Repair of DNA double-strand breaks (DSBs) is predominantly mediated by nonhomologous end joining (NHEJ) in mammalian cells. NHEJ requires binding of the Ku70-Ku80 heterodimer (Ku70/80) to the DNA ends and subsequent recruitment of the DNA-dependent protein kinase catalytic subunit (DNA-PKCS) and the XRCC4/ligase IV complex. Activation of the DNA-PKCS serine/threonine kinase requires an interaction with Ku70/80 and is essential for NHEJ-mediated DSB repair. In contrast to previous models, we found that the carboxy terminus of Ku80 is not absolutely required for the recruitment and activation of DNA-PKCS at DSBs, although cells that harbored a carboxy-terminal deletion in the Ku80 gene were sensitive to ionizing radiation and showed reduced end-joining capacity.
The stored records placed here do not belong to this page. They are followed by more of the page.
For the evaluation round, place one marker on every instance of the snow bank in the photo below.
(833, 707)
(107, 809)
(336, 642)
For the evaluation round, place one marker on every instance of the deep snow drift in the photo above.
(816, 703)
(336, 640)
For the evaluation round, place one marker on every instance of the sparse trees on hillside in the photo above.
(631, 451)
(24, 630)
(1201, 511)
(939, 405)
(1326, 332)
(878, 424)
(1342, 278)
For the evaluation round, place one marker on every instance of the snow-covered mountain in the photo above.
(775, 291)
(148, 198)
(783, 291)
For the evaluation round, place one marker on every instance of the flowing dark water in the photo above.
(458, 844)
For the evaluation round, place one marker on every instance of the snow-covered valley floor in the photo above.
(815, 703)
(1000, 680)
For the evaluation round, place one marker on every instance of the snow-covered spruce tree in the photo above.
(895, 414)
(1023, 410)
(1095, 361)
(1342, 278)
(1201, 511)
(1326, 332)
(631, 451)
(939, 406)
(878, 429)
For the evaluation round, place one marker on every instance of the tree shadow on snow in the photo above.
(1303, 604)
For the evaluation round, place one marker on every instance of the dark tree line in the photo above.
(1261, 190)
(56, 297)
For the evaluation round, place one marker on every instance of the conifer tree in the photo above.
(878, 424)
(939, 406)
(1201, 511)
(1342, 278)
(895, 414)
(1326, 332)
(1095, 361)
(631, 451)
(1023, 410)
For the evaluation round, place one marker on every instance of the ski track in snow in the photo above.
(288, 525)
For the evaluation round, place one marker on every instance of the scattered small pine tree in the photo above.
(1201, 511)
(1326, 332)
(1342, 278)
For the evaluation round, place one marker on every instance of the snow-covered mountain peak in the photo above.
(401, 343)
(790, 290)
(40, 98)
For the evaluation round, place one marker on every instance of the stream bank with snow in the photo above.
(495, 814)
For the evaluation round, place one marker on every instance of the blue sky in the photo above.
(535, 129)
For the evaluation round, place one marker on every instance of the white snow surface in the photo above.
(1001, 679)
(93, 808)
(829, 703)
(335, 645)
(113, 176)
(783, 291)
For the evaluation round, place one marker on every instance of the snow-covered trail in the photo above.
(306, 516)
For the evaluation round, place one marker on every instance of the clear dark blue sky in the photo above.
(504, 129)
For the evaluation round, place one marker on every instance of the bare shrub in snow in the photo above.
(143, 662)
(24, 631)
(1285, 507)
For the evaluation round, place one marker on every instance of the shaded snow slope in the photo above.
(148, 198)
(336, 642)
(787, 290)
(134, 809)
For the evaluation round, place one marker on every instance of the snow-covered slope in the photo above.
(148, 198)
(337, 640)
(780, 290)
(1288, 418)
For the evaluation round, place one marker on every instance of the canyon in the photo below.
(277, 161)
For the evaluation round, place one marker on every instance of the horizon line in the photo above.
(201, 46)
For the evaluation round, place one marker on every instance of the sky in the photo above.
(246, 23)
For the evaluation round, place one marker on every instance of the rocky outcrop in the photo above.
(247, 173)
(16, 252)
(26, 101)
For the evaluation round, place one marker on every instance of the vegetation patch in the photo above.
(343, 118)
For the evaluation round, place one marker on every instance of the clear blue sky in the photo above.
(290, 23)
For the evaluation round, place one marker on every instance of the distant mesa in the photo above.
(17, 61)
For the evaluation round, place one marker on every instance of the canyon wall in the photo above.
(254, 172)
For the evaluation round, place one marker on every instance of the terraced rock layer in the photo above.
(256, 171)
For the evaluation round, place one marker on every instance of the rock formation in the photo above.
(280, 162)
More detailed analysis of this repair defect showed that DNA-PKCS autophosphorylation at Thr2647 was diminished, while Ser2056 was phosphorylated to normal levels. This resulted in severely reduced levels of Artemis nuclease activity in vivo and in vitro. We therefore conclude that the Ku80 carboxy terminus is important to support DNA-PKCS autophosphorylation at specific sites, which facilitates DNA end processing by the Artemis endonuclease and the subsequent joining reaction.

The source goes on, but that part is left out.